Der SPD gehört sie seit 1994 an, war im Vorstand des Ortsvereins Trier-Nord, im Stadtverbandsvorstand und den anderen Gremien und Arbeitsgemeinschaften, die Lokalpolitiker durchlaufen, wenn sie die Parteiarbeit ernst nehmen. 2005 war sie die Topkandidatin der SPD für die Landratswahl in Trier-Saarburg. Katarina Barley holte damals 44 Prozent der Stimmen und war nun auch überregional bekannt. 2013 kam sie schließlich über die Landesliste in den Bundestag. Innerhalb der SPD gehört sie der Gruppierung der „Parlamentarischen Linken“ an.
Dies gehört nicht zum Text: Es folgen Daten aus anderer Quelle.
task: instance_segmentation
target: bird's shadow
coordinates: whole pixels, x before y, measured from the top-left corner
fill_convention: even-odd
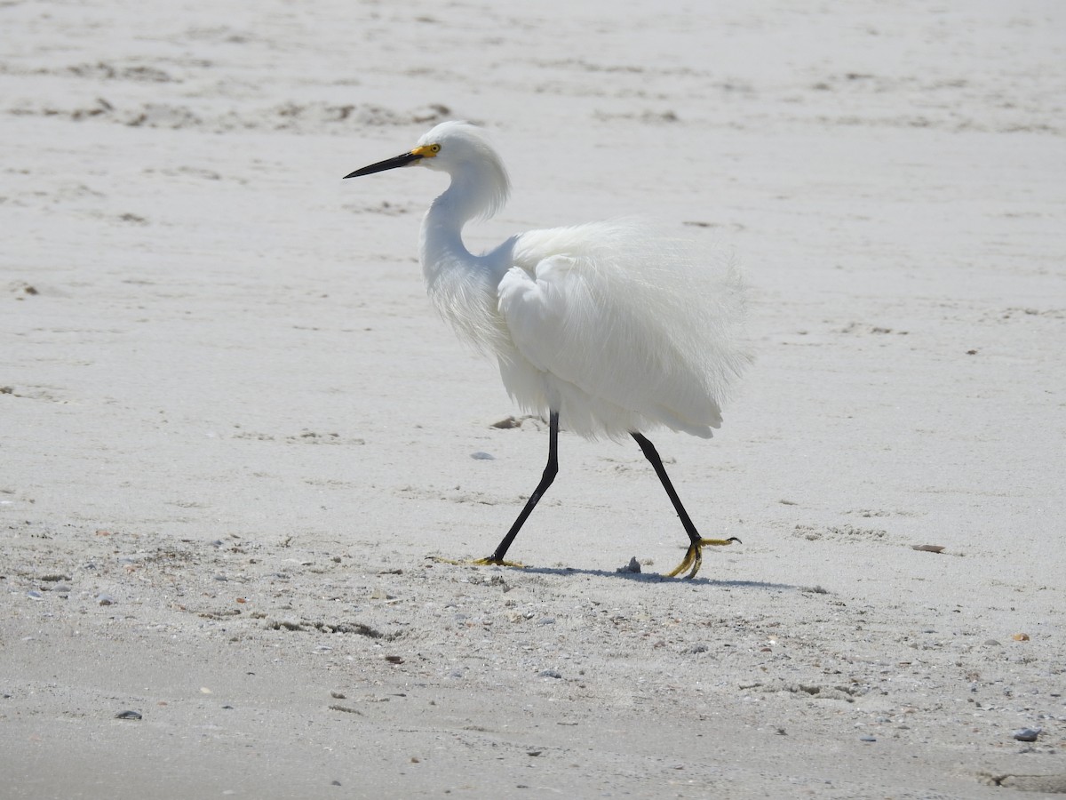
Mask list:
[[[661,575],[655,572],[629,572],[618,570],[609,572],[608,570],[582,570],[577,566],[515,566],[500,567],[501,570],[514,570],[519,575],[587,575],[595,578],[612,578],[614,580],[632,580],[637,583],[687,583],[689,586],[711,586],[721,589],[762,589],[766,591],[788,591],[797,590],[800,587],[791,583],[769,583],[762,580],[720,580],[716,578],[672,578],[668,575]]]

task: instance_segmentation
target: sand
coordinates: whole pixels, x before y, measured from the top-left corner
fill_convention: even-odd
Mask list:
[[[0,9],[4,796],[1063,791],[1061,3],[503,7]],[[527,569],[433,560],[547,449],[424,297],[441,176],[340,180],[446,118],[512,170],[474,249],[744,266],[725,426],[652,437],[743,541],[696,580],[565,433]]]

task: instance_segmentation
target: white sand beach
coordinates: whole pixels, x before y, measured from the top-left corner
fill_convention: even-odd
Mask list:
[[[1066,791],[1062,3],[0,29],[4,797]],[[547,427],[426,300],[446,178],[341,180],[450,118],[514,183],[471,249],[645,214],[742,265],[722,430],[649,434],[743,542],[696,579],[640,449],[566,432],[526,567],[466,563]]]

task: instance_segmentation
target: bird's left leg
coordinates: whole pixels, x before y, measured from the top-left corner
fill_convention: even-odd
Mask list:
[[[533,494],[526,501],[526,506],[522,508],[521,512],[518,514],[518,518],[515,519],[514,525],[511,526],[511,530],[500,542],[500,546],[496,548],[494,553],[488,558],[478,559],[474,563],[478,564],[501,564],[503,566],[517,566],[518,564],[512,564],[511,562],[504,561],[503,557],[507,553],[507,548],[511,543],[515,541],[515,537],[518,535],[518,531],[521,530],[522,525],[526,523],[527,517],[533,513],[533,509],[536,507],[540,497],[545,492],[548,491],[548,486],[551,482],[555,480],[555,476],[559,474],[559,412],[553,411],[548,416],[548,463],[544,467],[544,475],[540,476],[540,482],[537,484],[536,489],[533,490]]]
[[[656,450],[656,446],[651,444],[646,436],[641,433],[631,434],[636,441],[636,444],[641,446],[641,450],[644,452],[644,458],[646,458],[650,463],[652,468],[656,470],[656,475],[659,476],[659,480],[663,484],[663,489],[666,490],[666,494],[669,497],[671,502],[674,503],[674,510],[677,512],[678,517],[681,519],[681,525],[684,526],[684,532],[689,534],[689,549],[684,554],[684,558],[681,563],[678,564],[677,569],[673,572],[667,573],[668,577],[676,577],[682,572],[692,567],[689,574],[684,577],[694,578],[696,573],[699,572],[700,565],[704,563],[704,553],[702,548],[708,545],[726,545],[737,542],[740,544],[740,540],[737,537],[729,537],[729,539],[704,539],[699,535],[699,531],[696,530],[696,526],[692,524],[692,518],[689,516],[689,512],[684,510],[684,506],[681,505],[681,498],[677,496],[677,491],[674,489],[674,484],[671,483],[669,476],[666,475],[666,467],[663,466],[662,459],[659,458],[659,452]]]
Generalsekretärin ist parteipolitisch ein echter Karrieresprung, wenngleich Barley schon eine Karriere als Juristin hinter sich hat. Die führte sie bis zum Bundesverfassungsgericht, wo sie als wissenschaftliche Mitarbeiterin arbeitete. Barley sagt über sich, dass sie ein sehr pflichtbewusster Mensch sei und gern inhaltlich arbeite. Als Neuling im Bundestag sicherte sich Barley gleich von Beginn den inhaltlich bedeutsamen und gleichzeitig strategischen Posten der Fraktionsjustiziarin.
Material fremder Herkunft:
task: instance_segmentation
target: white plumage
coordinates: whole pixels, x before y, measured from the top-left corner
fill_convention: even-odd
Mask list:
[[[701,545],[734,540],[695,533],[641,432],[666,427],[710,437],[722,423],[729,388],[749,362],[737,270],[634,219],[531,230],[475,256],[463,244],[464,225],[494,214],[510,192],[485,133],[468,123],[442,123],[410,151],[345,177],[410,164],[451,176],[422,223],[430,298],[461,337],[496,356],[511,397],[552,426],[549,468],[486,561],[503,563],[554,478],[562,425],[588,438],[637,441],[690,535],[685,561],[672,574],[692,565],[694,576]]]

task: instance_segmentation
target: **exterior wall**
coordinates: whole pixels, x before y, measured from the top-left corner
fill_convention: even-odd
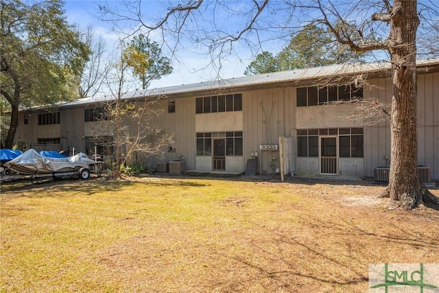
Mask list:
[[[320,174],[318,158],[297,158],[296,174],[311,176]]]
[[[61,148],[68,150],[69,154],[85,153],[85,123],[84,108],[69,109],[60,111]],[[87,122],[88,123],[88,122]]]
[[[417,76],[418,165],[439,180],[439,73]]]
[[[355,103],[297,107],[297,129],[361,128],[363,115]]]
[[[193,109],[195,111],[195,108]],[[220,112],[214,113],[195,114],[195,132],[226,132],[242,131],[243,111]],[[196,152],[196,145],[194,145]],[[243,157],[241,156],[226,156],[226,172],[244,172]],[[195,169],[211,171],[211,156],[197,156]]]
[[[364,91],[364,98],[378,99],[380,102],[392,103],[392,81],[390,78],[379,78],[368,81],[369,86]],[[372,121],[370,121],[372,122]],[[390,161],[390,121],[379,122],[364,128],[364,175],[373,177],[375,167],[388,166]]]
[[[364,158],[339,158],[338,174],[342,177],[361,178],[364,176]]]
[[[431,169],[431,178],[439,180],[439,73],[418,74],[417,77],[418,161]],[[312,84],[310,84],[312,85]],[[151,165],[158,162],[178,160],[184,157],[187,169],[210,171],[211,156],[196,156],[196,132],[243,131],[242,156],[226,156],[226,171],[244,172],[250,152],[258,152],[257,171],[272,174],[280,168],[278,151],[261,151],[259,145],[278,143],[278,137],[291,138],[289,153],[291,172],[299,176],[316,176],[319,172],[318,158],[296,156],[296,130],[317,128],[364,128],[364,158],[339,159],[339,175],[372,177],[374,168],[388,166],[390,154],[390,128],[388,121],[372,125],[364,113],[355,110],[355,103],[327,106],[296,107],[294,86],[242,91],[242,111],[195,114],[195,95],[175,99],[175,113],[167,113],[168,99],[162,99],[154,106],[161,111],[158,117],[149,117],[147,122],[172,135],[176,148],[164,147],[163,156],[149,159]],[[368,80],[364,89],[364,99],[379,99],[390,104],[392,82],[390,78]],[[143,102],[139,102],[142,106]],[[58,147],[73,148],[85,152],[84,137],[91,136],[93,129],[104,122],[84,122],[84,107],[60,110],[60,124],[38,126],[38,113],[31,113],[28,124],[24,125],[21,113],[15,143],[24,143],[28,148],[56,148],[37,144],[38,138],[60,137]],[[137,121],[126,120],[131,130]],[[112,135],[108,128],[102,135]]]
[[[197,132],[242,130],[242,111],[197,114],[195,116]]]

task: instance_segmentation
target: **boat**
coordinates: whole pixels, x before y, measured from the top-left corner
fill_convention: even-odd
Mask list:
[[[24,175],[64,176],[78,174],[82,179],[86,179],[90,176],[89,165],[93,163],[94,160],[82,152],[71,156],[54,158],[29,149],[4,165]]]

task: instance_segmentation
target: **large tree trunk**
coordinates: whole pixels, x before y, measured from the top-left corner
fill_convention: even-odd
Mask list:
[[[390,51],[392,62],[391,157],[385,191],[405,209],[423,202],[429,191],[419,181],[416,147],[416,1],[395,0],[391,15]]]
[[[11,105],[11,121],[5,141],[5,148],[12,148],[14,146],[14,137],[16,128],[19,126],[19,105]]]

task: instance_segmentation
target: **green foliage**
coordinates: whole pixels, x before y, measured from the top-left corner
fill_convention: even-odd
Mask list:
[[[10,148],[20,106],[75,98],[89,49],[67,23],[61,1],[1,1],[0,93],[11,105]]]
[[[246,75],[302,69],[359,60],[357,54],[333,39],[331,33],[315,25],[299,32],[276,56],[264,51],[246,69]]]
[[[156,42],[151,41],[143,34],[134,36],[123,52],[128,65],[134,75],[142,82],[146,89],[152,80],[172,72],[171,60],[162,56],[162,50]]]
[[[268,73],[278,71],[278,62],[273,54],[267,51],[256,56],[256,59],[247,67],[244,74],[252,75],[254,74]]]

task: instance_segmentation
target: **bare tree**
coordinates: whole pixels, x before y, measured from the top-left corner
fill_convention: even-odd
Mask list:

Dem großen Vorsitzenden Gabriel aufgefallen ist Katarina Barley in Rheinland-Pfalz, wo sie ihn auf Veranstaltungen getroffen hat. Sie feiert gern, schätzt ein Glas Wein und trinkt auch mal einen kleinen Schnaps, ist Mitglied in fünf Karnevalsvereinen, schließlich ist sie – als Tochter einer Deutschen und eines Briten – in Köln geboren und aufgewachsen und sagt: „Ich meine das ernst mit dem Humor.“

Auch Sigmar Gabriel hat seine Art von Humor, und Barley findet, dass sie sich beide da gut treffen. Sie könne auch gut mit ihm reden. „Unsere Art der Kommunikation ist sehr ähnlich: direkt, knapp und auf den Punkt gebracht.“ Im Frühjahr hat sie ihm außerdem mit einem Vorschlag zu den Handelsgerichten bei den TTIP-Verhandlungen aus der Bredouille geholfen.
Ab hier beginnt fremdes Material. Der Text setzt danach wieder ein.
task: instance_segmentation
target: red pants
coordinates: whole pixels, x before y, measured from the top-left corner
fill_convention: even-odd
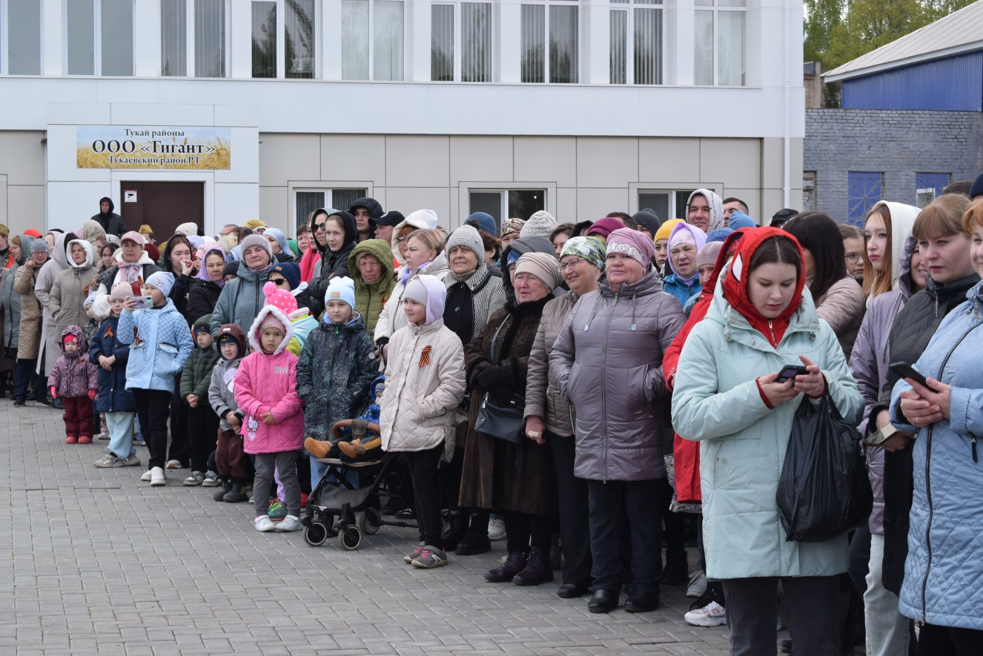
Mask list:
[[[65,435],[70,438],[92,437],[92,401],[88,396],[62,396],[65,404]]]
[[[253,463],[243,451],[243,438],[232,431],[218,429],[218,444],[215,445],[215,466],[222,477],[237,483],[253,480]]]

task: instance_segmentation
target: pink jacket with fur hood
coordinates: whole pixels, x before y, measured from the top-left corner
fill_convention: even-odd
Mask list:
[[[272,315],[286,328],[286,335],[272,355],[262,352],[260,332]],[[266,305],[249,329],[254,352],[243,358],[233,383],[233,394],[243,413],[243,450],[273,453],[299,450],[304,444],[304,414],[297,395],[297,356],[286,350],[294,336],[290,320],[279,309]],[[267,426],[261,415],[272,412],[276,423]]]

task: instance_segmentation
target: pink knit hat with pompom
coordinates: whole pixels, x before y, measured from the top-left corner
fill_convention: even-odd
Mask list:
[[[262,285],[262,293],[266,296],[263,305],[271,305],[287,317],[297,311],[297,299],[289,291],[277,287],[276,283],[267,282]]]

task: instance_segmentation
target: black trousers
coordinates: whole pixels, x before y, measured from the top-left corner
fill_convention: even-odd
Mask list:
[[[777,653],[779,577],[723,579],[730,656]],[[839,576],[782,576],[793,656],[838,656],[837,594]]]
[[[167,455],[167,417],[171,410],[171,392],[160,389],[132,389],[137,402],[140,430],[150,451],[149,469],[163,468]]]
[[[563,552],[563,582],[584,588],[591,584],[591,527],[587,481],[573,475],[576,442],[573,436],[547,432],[556,469],[559,539]]]
[[[918,633],[918,653],[932,656],[983,654],[983,630],[925,625]]]
[[[218,440],[218,415],[207,399],[199,399],[198,407],[188,406],[188,441],[192,471],[205,471],[208,455],[215,450]],[[174,439],[171,438],[171,445]]]
[[[440,519],[440,491],[437,465],[443,453],[443,443],[422,451],[407,451],[406,464],[413,477],[413,496],[417,508],[420,539],[428,546],[443,549],[443,522]]]
[[[620,590],[621,523],[631,533],[631,573],[638,594],[659,594],[663,577],[659,481],[588,481],[591,506],[591,575],[595,590]]]

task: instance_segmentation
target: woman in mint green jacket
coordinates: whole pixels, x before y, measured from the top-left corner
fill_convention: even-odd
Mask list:
[[[798,242],[781,230],[741,240],[675,378],[673,427],[701,442],[707,576],[723,581],[731,654],[775,653],[780,578],[803,653],[839,653],[830,627],[846,536],[786,541],[775,500],[802,394],[818,401],[828,388],[852,425],[864,405],[836,334],[803,292],[802,263]],[[807,375],[776,380],[783,365],[803,364]]]

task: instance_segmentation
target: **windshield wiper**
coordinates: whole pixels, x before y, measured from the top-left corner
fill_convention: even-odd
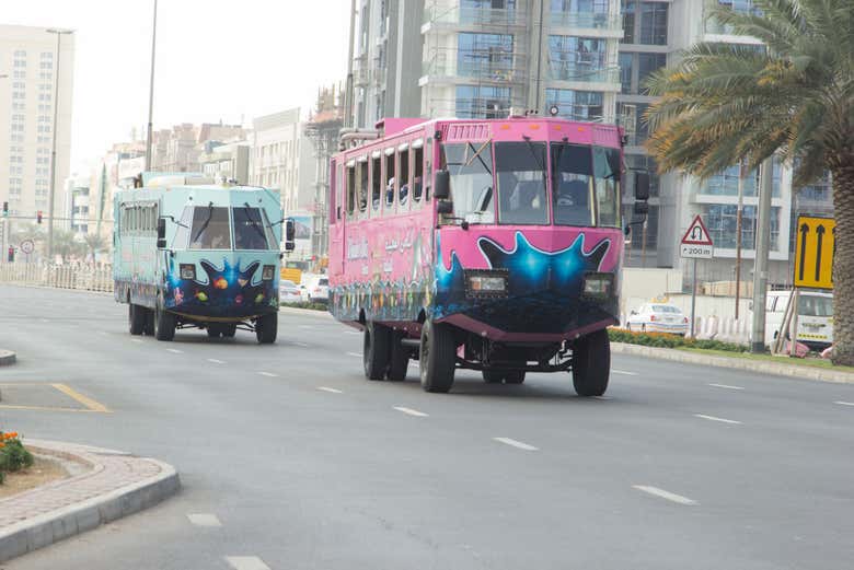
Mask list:
[[[208,224],[210,223],[211,218],[214,218],[214,202],[208,203],[208,219],[205,220],[205,223],[203,223],[201,228],[198,229],[196,236],[193,239],[194,243],[199,239],[199,236],[205,232],[205,230],[208,229]]]

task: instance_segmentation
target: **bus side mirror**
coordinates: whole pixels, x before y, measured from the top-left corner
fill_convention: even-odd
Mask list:
[[[293,220],[285,221],[285,251],[292,252],[296,247],[297,224]]]
[[[649,174],[646,172],[635,173],[635,200],[646,201],[649,199]]]
[[[166,247],[166,219],[158,218],[158,249]]]
[[[437,200],[447,200],[451,196],[451,173],[448,171],[436,171],[436,184],[432,188],[432,195]]]

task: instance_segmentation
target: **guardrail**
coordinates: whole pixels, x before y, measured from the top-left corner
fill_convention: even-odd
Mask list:
[[[109,266],[3,264],[0,265],[0,283],[109,293],[113,292],[113,269]]]

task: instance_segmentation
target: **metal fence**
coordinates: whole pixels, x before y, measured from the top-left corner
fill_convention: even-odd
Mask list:
[[[0,265],[0,283],[14,283],[81,291],[113,291],[113,268],[88,265]]]

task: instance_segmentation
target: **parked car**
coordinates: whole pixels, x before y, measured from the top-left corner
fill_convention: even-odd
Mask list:
[[[685,336],[688,317],[676,305],[666,303],[646,303],[632,311],[626,322],[628,330],[641,333],[671,333]]]
[[[773,345],[783,327],[792,291],[770,291],[765,298],[765,345]],[[786,335],[788,338],[789,335]],[[798,293],[798,342],[822,351],[833,344],[833,293]]]
[[[302,301],[302,294],[300,294],[300,288],[297,283],[282,279],[279,281],[279,302],[280,303],[299,303]]]
[[[326,276],[313,277],[307,286],[309,302],[327,303],[330,301],[330,279]]]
Frauen sollen mobiliisiert werden

Nur aus Sachkenntnis macht in Berlin niemand politische Karriere. Doch Barley gehört zu der Reserve, die die SPD nun mobilisieren will: Frauen. Innerhalb der Partei wurden Frauen bislang nicht gefördert; wer es schaffte, biss sich durch. Gleichberechtigung lief bei der SPD auch im 20. Jahrhundert als Nebenwiderspruch. Ein langjähriger SPD-Staatssekretär im Arbeitsministerium war noch während der ersten Großen Koalition davon überzeugt, dass Vollbeschäftigung in Deutschland herrschen würde, wenn Frauen nicht arbeiteten. Angela Merkel war da bereits Bundeskanzlerin und CDU-Vorsitzende.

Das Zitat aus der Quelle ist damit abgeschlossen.